Haddish’s character is the creative side of the partnership in her familiar, raunchy, unfiltered mode (“My PayLess bogos is about to be in a meeting in your ass!”) with Byrne as the partnership’s straitlaced business manager and compulsive people pleaser. There are also eager performances from sidekick characters — Jennifer Coolidge as the cluelessly vulgar store assistant Sidney and Billy Porter (TV’s POSE) as the fastidious make-up mixer — but the movie’s coating of light comic schtick can’t conceal the flaws of Like A Boss’ script and execution.
Conceived shortly after Haddish’s exuberant breakthrough with Girls Trip (the highest-grossing comedy of 2017) with a distinct debt to the girl raunch of Bridesmaids, Like A Boss is hobbled by jarring scene transitions, crude stereotypes, and self-contradictory messages.
While the tony-looking shop apparently caters to an enthusiastic posse of married ladies-who-drink, we soon learn that the company is a half-million dollars in debt. Their one success has been a portable make-up kit called One Night Stand, which has earned the attention of Hayek’s Claire, and her mega-company, Oviedo Cosmetics.
Though Claire promotes herself as the store’s saviour, she immediately pits Mel against Mia so she can assume control of their business. Her tactic is initially successful… and then, it’s only a matter of time before the two women realize how much they really mean to each other. There’s a gross-out physical comedy scene in a cooking class where Mel sabotages Mia, then an angry break-up, followed by flipcard-quick scenes in which friends remind them how much they mean to each other and they, you know, make up.

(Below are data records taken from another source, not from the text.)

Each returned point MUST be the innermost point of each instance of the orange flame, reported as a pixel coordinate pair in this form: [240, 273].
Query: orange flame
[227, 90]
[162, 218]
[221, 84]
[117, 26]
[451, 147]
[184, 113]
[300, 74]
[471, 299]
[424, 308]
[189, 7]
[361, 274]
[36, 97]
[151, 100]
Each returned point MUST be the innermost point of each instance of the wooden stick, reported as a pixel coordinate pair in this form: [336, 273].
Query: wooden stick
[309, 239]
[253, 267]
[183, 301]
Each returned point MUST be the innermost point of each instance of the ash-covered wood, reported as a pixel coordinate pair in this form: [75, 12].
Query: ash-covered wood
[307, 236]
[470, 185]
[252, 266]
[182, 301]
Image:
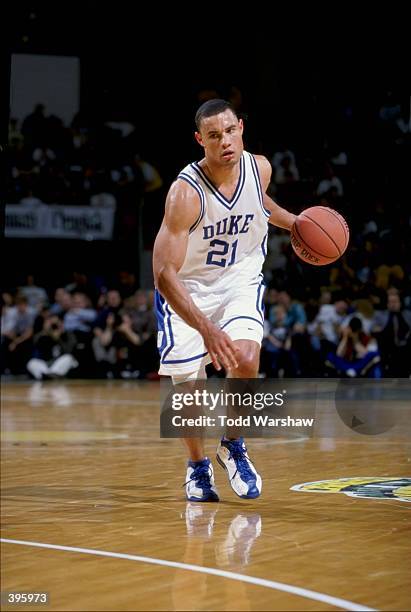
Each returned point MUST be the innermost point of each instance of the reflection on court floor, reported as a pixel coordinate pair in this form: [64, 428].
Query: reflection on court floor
[94, 511]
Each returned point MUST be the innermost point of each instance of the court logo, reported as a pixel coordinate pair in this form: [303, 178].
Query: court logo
[376, 488]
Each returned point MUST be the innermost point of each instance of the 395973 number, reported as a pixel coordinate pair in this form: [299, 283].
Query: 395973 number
[26, 598]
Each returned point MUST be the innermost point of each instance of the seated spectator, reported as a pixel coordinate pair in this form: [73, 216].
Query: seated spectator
[278, 357]
[357, 353]
[330, 185]
[393, 330]
[52, 349]
[364, 310]
[78, 322]
[36, 296]
[17, 336]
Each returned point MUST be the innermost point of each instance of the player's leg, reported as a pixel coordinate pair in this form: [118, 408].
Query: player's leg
[199, 483]
[243, 322]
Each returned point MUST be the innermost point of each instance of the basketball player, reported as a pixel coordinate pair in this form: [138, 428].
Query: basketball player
[208, 257]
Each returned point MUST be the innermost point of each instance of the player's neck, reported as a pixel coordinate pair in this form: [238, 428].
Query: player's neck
[219, 175]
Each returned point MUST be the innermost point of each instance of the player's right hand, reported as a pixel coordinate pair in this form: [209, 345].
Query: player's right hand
[221, 348]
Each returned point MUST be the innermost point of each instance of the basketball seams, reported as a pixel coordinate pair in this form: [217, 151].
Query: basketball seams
[295, 230]
[325, 232]
[342, 222]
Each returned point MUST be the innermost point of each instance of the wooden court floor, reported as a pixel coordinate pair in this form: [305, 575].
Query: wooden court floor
[93, 513]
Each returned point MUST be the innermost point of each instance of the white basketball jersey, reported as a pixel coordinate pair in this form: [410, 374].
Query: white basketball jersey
[227, 243]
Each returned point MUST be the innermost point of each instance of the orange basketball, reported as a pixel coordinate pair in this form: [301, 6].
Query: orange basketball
[319, 235]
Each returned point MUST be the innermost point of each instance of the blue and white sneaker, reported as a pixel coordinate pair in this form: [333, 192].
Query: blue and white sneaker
[242, 475]
[200, 481]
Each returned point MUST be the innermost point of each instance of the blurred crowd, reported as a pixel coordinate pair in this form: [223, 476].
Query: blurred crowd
[351, 318]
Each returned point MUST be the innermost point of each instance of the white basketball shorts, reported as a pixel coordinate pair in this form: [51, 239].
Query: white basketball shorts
[239, 311]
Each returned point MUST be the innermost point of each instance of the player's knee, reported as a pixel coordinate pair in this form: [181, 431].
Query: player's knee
[247, 364]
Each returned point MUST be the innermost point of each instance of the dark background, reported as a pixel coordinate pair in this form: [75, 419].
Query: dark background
[309, 75]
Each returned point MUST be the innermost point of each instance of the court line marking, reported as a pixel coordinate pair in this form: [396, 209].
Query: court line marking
[344, 604]
[81, 400]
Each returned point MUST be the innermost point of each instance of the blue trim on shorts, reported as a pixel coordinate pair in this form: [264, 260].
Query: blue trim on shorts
[163, 321]
[264, 245]
[260, 303]
[242, 317]
[159, 301]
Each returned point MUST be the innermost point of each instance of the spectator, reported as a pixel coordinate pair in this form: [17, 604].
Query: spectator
[393, 329]
[36, 296]
[17, 335]
[357, 353]
[52, 349]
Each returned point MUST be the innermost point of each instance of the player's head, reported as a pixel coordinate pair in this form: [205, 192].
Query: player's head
[220, 132]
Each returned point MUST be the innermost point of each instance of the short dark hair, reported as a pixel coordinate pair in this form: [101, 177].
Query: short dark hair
[211, 108]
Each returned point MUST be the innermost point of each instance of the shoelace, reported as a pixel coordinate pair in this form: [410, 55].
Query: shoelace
[237, 453]
[201, 475]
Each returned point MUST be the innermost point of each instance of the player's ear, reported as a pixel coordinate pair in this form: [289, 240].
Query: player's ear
[199, 139]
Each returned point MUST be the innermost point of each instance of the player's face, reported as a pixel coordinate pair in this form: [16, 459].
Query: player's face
[222, 138]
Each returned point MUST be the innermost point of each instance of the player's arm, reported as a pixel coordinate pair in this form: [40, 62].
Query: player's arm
[170, 248]
[279, 216]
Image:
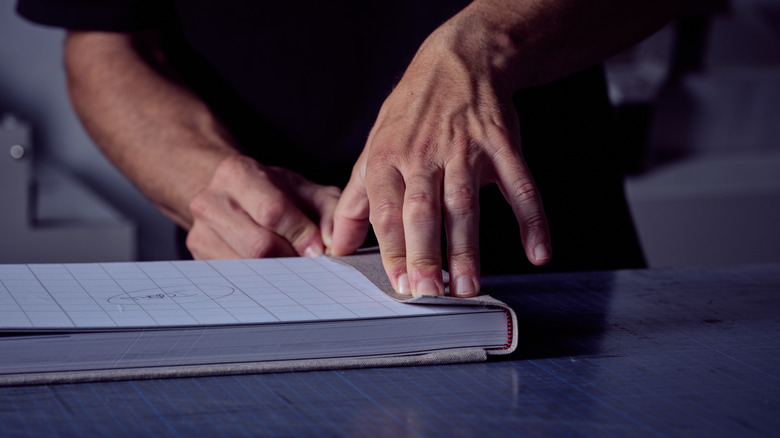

Apart from the overall endorsement of women’s friendships — and the credible warmth between the two likeable stars — the script’s feminist message is hopelessly muddled. In crude terms, we have the familiar contrast between Mia and Mel’s female-empowerment cosmetics approach: “We want (women) to shine from the inside out!” opposed to queen bee Claire’s corporate agenda to “inspire the ugly people to buy their way into gorgeousness.”
Competing with Mel and Mia for Claire’s investment dollars are a pair of bros (Jimmy O. Yang and Ryan Hansen, both wasted) pushing their brand of misogynistic “Cherry Pop” lipstick. In the film’s best-forgotten finale, Mel and Mia confront Claire in a product launch with their morally superior inclusive message. All this underscores the familiar perversity of the femvertising trend: Yes, all women are inherently beautiful… but would it kill you to apply a little blush?
The directing here is credited to Miguel Arteta, best known for a series of sharply scripted black comedies by Mike White (Chuck and Buck, The Good Girl, Beatriz at Dinner). In contrast, Like A Boss appears to have followed the Judd Apatow process of gleaning moments from the actors’ takes and constructing the story in the editing. Clocking in at a brisk 83 minutes, it’s uncomfortable to imagine what scenes were left out.
Like A Boss. Directed by Miguel Arteta. Screenplay: Sam Pitman and Adam Cole-Kelly; story by Danielle Sanchez-Witzel. Starring Tiffany Haddish, Rose Byrne, Jennifer Coolidge, Billy Porter and Salma Hayek. Opens wide January 10.